Looking for Paradise est désormais plus qu’une simple œuvre d’art à contempler comme  une icône, plus qu’une simple expérience visuelle contemplative, plus qu’une frontière  entre l’art optique et l’art vidéo qui explorerait des liens historiques et théoriques dans  les images archétypales des anges, plus qu’une incursion virtuelle dans l’œuvre de Rembrandt [3] ou une reconstruction du fameux tableau par digitalisation ; c’est aussi une  méditation qui nous invite à chercher, notre paradis intérieur par le biais d’un  intercesseur qui est le chef des anges. Dans la représentation de Breuer, l’archange est une couleur lumineuse dans un moment hors du temps perdu dans l’or de son  traitement, pour mieux mettre en lumière les rapports entre l’homme et Dieu. L’or est  un métal précieux d’une extrême malléabilité et paradoxalement le prémices pour une  grande attention au réel, au corps et au rapport au monde sacré. Dans le tableau de  Rembrandt, l’archange peint de dos pour indiquer son éloignement de la terre est peint  au contraire dans un clair-obscur qui le met en lumière.  

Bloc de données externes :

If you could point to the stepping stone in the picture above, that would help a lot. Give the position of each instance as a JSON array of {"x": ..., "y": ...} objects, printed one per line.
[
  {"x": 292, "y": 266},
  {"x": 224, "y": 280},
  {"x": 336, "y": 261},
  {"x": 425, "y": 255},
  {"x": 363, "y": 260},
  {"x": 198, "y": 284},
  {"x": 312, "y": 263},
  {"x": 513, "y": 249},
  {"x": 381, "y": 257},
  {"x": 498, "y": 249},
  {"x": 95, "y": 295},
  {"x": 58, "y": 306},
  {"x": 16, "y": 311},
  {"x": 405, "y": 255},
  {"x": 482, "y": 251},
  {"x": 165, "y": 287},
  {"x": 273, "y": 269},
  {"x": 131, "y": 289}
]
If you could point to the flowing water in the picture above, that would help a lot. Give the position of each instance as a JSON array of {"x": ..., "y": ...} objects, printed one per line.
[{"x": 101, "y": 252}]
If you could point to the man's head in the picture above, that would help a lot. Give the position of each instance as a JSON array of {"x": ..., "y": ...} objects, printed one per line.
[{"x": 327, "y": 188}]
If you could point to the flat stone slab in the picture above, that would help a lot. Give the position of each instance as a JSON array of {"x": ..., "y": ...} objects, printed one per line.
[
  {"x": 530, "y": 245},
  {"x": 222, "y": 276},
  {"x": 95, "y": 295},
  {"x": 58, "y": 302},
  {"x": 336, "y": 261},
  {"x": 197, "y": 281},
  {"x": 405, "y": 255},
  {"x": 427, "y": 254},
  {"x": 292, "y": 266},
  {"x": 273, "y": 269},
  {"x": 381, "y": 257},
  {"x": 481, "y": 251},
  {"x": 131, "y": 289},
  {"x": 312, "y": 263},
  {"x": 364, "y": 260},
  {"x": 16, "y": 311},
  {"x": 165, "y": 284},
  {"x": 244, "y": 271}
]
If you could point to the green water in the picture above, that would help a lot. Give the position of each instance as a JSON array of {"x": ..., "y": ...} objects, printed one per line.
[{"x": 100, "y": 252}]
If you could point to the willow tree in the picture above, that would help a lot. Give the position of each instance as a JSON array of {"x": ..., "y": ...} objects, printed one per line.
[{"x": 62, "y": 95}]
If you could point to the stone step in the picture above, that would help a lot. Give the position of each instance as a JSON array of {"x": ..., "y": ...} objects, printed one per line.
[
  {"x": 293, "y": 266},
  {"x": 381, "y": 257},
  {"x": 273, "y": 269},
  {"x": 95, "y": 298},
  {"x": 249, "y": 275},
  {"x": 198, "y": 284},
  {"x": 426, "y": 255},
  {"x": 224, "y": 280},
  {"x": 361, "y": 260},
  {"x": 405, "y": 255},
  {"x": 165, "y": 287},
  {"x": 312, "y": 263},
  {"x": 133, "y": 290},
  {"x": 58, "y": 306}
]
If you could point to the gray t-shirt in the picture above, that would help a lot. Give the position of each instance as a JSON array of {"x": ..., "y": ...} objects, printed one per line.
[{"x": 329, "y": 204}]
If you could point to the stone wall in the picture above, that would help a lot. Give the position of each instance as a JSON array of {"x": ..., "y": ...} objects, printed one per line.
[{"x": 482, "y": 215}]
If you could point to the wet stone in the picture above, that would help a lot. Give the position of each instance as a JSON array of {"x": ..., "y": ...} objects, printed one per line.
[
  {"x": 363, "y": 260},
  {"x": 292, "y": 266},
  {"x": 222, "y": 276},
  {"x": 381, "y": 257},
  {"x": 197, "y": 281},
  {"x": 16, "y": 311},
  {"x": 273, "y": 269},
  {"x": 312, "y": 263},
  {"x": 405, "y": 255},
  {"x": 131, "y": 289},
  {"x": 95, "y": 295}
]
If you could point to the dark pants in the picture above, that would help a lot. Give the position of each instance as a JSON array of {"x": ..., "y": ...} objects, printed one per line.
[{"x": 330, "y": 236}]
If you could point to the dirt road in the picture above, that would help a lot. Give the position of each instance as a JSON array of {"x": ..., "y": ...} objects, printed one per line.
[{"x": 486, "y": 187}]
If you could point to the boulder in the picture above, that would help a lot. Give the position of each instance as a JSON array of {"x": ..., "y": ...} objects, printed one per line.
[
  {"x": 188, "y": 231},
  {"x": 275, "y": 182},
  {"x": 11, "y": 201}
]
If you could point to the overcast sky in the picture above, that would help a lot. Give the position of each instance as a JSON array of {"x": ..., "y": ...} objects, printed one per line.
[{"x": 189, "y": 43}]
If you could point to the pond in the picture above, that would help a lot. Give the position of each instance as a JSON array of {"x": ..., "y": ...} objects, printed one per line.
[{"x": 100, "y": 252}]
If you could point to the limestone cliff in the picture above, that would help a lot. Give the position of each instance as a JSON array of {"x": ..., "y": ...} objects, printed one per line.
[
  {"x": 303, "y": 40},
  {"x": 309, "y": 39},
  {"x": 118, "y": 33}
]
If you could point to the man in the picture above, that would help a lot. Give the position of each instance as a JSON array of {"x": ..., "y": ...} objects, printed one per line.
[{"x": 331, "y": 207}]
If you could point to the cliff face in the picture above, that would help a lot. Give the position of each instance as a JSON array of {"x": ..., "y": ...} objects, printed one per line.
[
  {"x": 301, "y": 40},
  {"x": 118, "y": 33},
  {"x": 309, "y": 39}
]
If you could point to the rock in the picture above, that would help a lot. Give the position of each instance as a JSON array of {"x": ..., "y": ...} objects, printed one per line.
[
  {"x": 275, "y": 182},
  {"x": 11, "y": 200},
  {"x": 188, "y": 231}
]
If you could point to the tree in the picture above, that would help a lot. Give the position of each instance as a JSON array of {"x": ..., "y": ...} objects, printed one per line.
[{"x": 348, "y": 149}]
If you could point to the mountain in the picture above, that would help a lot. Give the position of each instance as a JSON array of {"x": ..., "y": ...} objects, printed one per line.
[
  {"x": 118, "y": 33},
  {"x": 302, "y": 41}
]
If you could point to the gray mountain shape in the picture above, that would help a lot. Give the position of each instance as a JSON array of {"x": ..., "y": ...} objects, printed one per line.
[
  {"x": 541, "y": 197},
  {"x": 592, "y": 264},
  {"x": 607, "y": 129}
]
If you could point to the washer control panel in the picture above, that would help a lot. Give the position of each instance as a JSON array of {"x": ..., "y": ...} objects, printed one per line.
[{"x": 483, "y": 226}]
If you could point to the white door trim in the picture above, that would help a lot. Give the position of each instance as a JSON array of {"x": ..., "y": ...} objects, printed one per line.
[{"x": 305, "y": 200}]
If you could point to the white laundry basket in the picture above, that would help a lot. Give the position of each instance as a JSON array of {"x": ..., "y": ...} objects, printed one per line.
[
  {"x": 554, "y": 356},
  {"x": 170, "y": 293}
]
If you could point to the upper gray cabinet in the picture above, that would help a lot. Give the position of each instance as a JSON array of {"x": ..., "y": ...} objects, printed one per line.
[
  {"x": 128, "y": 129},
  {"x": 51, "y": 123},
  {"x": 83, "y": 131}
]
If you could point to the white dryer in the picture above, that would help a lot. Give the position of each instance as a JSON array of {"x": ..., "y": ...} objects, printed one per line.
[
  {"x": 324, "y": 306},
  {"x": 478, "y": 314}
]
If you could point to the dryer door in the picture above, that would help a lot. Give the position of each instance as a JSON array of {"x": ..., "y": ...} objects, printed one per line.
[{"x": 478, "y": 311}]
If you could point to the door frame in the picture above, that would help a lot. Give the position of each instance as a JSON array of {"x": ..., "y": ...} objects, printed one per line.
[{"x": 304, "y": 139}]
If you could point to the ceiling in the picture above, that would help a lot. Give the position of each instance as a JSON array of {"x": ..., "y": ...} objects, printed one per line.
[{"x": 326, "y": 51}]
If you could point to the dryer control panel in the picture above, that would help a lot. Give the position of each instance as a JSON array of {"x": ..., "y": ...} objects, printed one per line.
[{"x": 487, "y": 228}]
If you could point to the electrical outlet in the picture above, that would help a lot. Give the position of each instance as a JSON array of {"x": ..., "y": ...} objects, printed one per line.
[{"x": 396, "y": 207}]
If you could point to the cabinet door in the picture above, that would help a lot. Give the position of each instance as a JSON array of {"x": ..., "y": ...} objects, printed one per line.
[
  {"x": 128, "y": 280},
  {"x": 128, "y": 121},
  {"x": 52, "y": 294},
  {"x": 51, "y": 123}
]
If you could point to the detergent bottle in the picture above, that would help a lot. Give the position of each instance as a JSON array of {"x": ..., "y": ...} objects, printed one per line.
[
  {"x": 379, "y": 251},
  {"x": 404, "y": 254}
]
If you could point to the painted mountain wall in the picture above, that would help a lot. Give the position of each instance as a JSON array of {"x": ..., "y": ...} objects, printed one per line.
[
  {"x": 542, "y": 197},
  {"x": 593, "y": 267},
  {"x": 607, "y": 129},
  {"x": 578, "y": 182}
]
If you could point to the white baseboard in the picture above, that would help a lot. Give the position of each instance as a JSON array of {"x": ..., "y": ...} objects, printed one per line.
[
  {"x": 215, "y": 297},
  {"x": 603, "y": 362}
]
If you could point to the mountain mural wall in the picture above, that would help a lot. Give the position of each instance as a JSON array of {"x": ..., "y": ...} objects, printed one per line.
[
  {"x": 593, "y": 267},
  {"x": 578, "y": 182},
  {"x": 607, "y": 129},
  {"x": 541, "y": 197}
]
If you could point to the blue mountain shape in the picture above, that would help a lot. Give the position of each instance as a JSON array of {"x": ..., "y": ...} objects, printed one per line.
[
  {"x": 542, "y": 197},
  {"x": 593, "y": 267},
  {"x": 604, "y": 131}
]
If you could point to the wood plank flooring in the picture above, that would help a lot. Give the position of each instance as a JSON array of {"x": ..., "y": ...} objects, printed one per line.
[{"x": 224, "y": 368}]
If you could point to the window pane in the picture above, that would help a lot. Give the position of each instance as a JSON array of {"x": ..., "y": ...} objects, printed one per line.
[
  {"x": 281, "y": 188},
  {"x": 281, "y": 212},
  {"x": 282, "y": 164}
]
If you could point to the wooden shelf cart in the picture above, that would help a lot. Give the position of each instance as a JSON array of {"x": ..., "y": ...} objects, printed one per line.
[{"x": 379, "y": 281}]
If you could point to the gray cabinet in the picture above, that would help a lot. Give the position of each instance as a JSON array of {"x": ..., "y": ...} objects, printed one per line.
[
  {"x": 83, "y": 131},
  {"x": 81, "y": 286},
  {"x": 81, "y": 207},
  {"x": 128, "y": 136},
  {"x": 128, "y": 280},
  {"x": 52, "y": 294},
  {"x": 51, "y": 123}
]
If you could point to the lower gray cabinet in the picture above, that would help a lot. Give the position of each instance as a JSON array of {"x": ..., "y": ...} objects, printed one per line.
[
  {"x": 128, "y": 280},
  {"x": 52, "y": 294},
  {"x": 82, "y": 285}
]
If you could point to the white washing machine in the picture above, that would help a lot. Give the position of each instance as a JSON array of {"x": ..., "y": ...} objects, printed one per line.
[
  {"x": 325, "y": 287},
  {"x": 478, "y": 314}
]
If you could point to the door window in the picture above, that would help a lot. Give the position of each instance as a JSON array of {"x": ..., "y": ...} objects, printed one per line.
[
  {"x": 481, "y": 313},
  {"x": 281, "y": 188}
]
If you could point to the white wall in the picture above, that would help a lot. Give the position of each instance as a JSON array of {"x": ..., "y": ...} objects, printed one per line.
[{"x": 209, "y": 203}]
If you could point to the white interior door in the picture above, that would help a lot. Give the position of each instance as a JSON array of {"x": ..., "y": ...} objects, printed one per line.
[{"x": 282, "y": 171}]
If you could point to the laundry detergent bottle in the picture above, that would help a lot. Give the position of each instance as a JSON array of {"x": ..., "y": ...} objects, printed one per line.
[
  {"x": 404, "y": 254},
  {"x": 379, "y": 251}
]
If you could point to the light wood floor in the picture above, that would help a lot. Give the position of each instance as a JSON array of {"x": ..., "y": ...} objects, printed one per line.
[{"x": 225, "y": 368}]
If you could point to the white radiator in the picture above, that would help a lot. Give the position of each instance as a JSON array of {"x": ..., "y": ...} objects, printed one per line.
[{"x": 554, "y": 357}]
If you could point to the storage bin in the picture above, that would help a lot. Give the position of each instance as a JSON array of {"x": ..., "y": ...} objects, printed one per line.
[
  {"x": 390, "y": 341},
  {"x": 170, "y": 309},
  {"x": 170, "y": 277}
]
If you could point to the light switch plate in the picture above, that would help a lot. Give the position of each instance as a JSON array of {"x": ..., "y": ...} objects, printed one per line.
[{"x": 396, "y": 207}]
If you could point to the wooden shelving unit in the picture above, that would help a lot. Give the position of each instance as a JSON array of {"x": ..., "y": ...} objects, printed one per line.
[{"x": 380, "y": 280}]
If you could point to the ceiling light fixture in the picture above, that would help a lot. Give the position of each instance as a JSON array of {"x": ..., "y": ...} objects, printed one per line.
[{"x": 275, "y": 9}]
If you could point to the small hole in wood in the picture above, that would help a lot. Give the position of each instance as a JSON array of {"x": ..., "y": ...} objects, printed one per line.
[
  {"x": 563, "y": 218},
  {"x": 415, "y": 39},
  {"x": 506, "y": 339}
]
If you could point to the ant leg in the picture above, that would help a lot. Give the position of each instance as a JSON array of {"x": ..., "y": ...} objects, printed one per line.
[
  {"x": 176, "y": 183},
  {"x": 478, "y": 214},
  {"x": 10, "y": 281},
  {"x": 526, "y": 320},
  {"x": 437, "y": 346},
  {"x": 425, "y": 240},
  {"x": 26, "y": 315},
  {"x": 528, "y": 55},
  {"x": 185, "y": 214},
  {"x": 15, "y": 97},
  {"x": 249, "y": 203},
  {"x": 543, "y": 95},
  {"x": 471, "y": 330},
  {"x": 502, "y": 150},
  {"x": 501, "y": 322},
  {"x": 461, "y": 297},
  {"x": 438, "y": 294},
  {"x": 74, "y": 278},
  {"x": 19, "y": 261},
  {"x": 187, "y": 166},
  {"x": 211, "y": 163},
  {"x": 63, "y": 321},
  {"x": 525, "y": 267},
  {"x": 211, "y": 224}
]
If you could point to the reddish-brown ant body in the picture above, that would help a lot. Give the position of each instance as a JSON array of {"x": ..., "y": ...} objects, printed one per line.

« Le travail sur les icones cherche à se connecter au divin bien sur –je ne vais pas m’en  cacher-Il y a une quête spirituelle très forte dans mon travail. » conclue Stéphan Breuer. 

[3] L’archange Raphaël quittant la famille de Tobie de Rembrandt-1637- : l’archange  Raphaël s’envole vers les cieux après avoir rendu la vue à Tobie.